While these revisions were under development long before the pandemic and the FFIEC stressed the updates of offering transparency and not new requirements, the “risk-based” theme is quite befitting the times. Since early March, multiple supervisory agencies have issued guidance for financial institutions as they attempt to respond to challenges of the global pandemic. See the guidance by agency:

  • Small Business Administration
    • Interim Final Rule outlines the AML compliance requirements for participants in the Paycheck Protection Program (PPP) created under the CARES ACT
  • FinCEN
    • On 3 April 2020 issued guidance to assist financial institutions on complying with BSA/AML obligations
  • Office of the Comptroller of the Currency (OCC)
    • Bulletin 2020-34 underscored FinCEN’s April 3rd guidance on AML compliance during the pandemic
  • Federal Reserve Board
    • Has issued ongoing guidance on loan, mortgages, and other entities and financial services affected by the pandemic
  • FINRA
    • On 24 March 2020, FINRA published FAQs detailing specific circumstances for temporary regulatory relief during the pandemic
  • NY DFS
    • On 12 March 2020, NY DFS issued a temporary relief order for regulated entities/persons during the pandemic

The common thread across much of the guidance is acknowledgement and understanding of deviations or gaps in BSA/AML compliance. Despite the “pandemic consideration” given for any delays or gaps in BSA/AML compliance, regulators are signaling it will not be an acceptable excuse for fundamental non-compliance. For example, the OCC stated in its bulletin, “[it] recognizes the recent disruptions and significant challenges faced by banks as a result of the coronavirus disease … and encourages all banks to follow a risk-based approach to managing their BSA compliance programs.” There is no statement of understanding for non-compliment. 

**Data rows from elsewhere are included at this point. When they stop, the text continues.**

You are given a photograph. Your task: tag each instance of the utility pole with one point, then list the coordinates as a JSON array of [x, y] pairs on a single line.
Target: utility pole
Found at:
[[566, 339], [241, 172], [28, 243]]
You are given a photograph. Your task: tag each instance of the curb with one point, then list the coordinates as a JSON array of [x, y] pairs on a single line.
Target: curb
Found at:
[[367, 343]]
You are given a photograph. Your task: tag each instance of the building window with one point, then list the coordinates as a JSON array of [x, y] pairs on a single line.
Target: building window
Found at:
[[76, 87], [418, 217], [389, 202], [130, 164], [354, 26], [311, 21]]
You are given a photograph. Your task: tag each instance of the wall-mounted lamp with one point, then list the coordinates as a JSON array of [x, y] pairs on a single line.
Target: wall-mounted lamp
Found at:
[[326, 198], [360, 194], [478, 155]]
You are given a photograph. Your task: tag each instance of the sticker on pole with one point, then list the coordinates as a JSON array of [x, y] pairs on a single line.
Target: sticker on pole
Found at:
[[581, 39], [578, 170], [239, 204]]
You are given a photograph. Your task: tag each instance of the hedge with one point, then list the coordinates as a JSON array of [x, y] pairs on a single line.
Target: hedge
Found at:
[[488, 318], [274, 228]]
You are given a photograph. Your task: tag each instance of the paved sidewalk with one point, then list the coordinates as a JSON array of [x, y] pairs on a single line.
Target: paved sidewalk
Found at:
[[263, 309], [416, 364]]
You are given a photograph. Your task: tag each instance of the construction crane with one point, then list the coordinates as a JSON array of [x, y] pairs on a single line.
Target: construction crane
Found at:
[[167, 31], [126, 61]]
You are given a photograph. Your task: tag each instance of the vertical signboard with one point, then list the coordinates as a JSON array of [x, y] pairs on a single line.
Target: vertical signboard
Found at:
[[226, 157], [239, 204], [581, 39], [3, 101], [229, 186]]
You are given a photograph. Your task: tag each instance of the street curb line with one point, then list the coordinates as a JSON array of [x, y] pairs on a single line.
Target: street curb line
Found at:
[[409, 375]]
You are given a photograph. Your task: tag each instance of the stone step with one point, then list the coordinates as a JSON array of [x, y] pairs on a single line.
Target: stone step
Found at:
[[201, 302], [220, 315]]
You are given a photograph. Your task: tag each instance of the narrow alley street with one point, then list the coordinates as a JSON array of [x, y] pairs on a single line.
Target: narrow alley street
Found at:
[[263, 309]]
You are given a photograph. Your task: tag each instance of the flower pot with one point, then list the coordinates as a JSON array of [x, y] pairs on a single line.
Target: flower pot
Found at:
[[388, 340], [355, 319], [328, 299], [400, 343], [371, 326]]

Furthermore, the “risk-based approach” referenced by the OCC here underscores the expectation that BSA compliance remains relevant and applicable. If any financial institutions find themselves deviating from compliance standards, material changes should be well-documented and approved. Ultimately, even if the “risk-based” theme of the updates to the FFIEC manual were not influenced by the regulatory response to the pandemic, it’s release and instruction may prove to be quite serendipitous.